There are those who may find Kelly’s account to be an exercise in ultra-determinism or reductionism by way of metapatterns. Big pictures are not fashionable. Many people are more comfortable with a history that is “one damn thing after another,” or tend to align themselves with Henry Ford: “History is more or less bunk.” A similar skepticism has sometimes greeted the work of Kelly’s colleague, Richard Tarnas, in response to his 'Cosmos and Psyche'. Isn’t it tempting for Kelly and Tarnas to find within the vast wealth of cultural and historical events sufficient examples to conform to their patterns of choice? Are Kelly’s fractal arcs influenced, at least in part, by his own political leanings? Does he accord sufficient recognition to the second phase of the triphasic pattern, the differential moment that always seems to constrict human energy?

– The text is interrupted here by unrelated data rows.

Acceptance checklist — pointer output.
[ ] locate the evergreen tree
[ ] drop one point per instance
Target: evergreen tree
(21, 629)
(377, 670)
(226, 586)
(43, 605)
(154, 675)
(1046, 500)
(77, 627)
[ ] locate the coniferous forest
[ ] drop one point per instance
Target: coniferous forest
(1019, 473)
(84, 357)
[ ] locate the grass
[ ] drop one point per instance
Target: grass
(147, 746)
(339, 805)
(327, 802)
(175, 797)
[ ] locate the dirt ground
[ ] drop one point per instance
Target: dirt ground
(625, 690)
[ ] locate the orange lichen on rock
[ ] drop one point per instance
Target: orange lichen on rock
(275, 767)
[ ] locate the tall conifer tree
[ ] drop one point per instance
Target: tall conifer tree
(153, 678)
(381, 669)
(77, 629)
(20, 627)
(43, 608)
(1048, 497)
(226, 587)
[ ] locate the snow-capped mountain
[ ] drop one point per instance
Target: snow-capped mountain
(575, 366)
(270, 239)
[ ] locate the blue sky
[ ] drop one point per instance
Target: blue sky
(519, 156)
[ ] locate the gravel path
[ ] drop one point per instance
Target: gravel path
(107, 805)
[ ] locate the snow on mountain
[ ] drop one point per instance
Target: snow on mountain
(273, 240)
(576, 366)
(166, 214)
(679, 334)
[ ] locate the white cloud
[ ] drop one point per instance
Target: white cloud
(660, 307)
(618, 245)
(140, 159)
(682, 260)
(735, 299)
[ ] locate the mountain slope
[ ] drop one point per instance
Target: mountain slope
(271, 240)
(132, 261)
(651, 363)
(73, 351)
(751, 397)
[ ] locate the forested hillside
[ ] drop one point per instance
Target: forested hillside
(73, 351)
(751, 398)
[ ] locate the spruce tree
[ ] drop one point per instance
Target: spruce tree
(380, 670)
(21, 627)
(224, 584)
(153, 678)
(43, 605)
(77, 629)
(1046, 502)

Works of this scope and daring invite such questions. Kelly’s thesis will not be found provable by the exacting standards of a Karl Popper, to be sure, but how could they be? The value in what Sean Kelly presents in 'Coming Home' is his faith in an organizing idea, in the reality of meaning and purpose rather than an easy capitulation to the flavor of the times—contingency, and it is in the imaginative insight of his vision, the passion that flames in its pages. The sense of “evidence,” as Georg Kühlewind has pointed out, cannot be demonstrated by pointing to yet another thought, but is rather to be grasped as a cognitive feeling of wholeness and completion.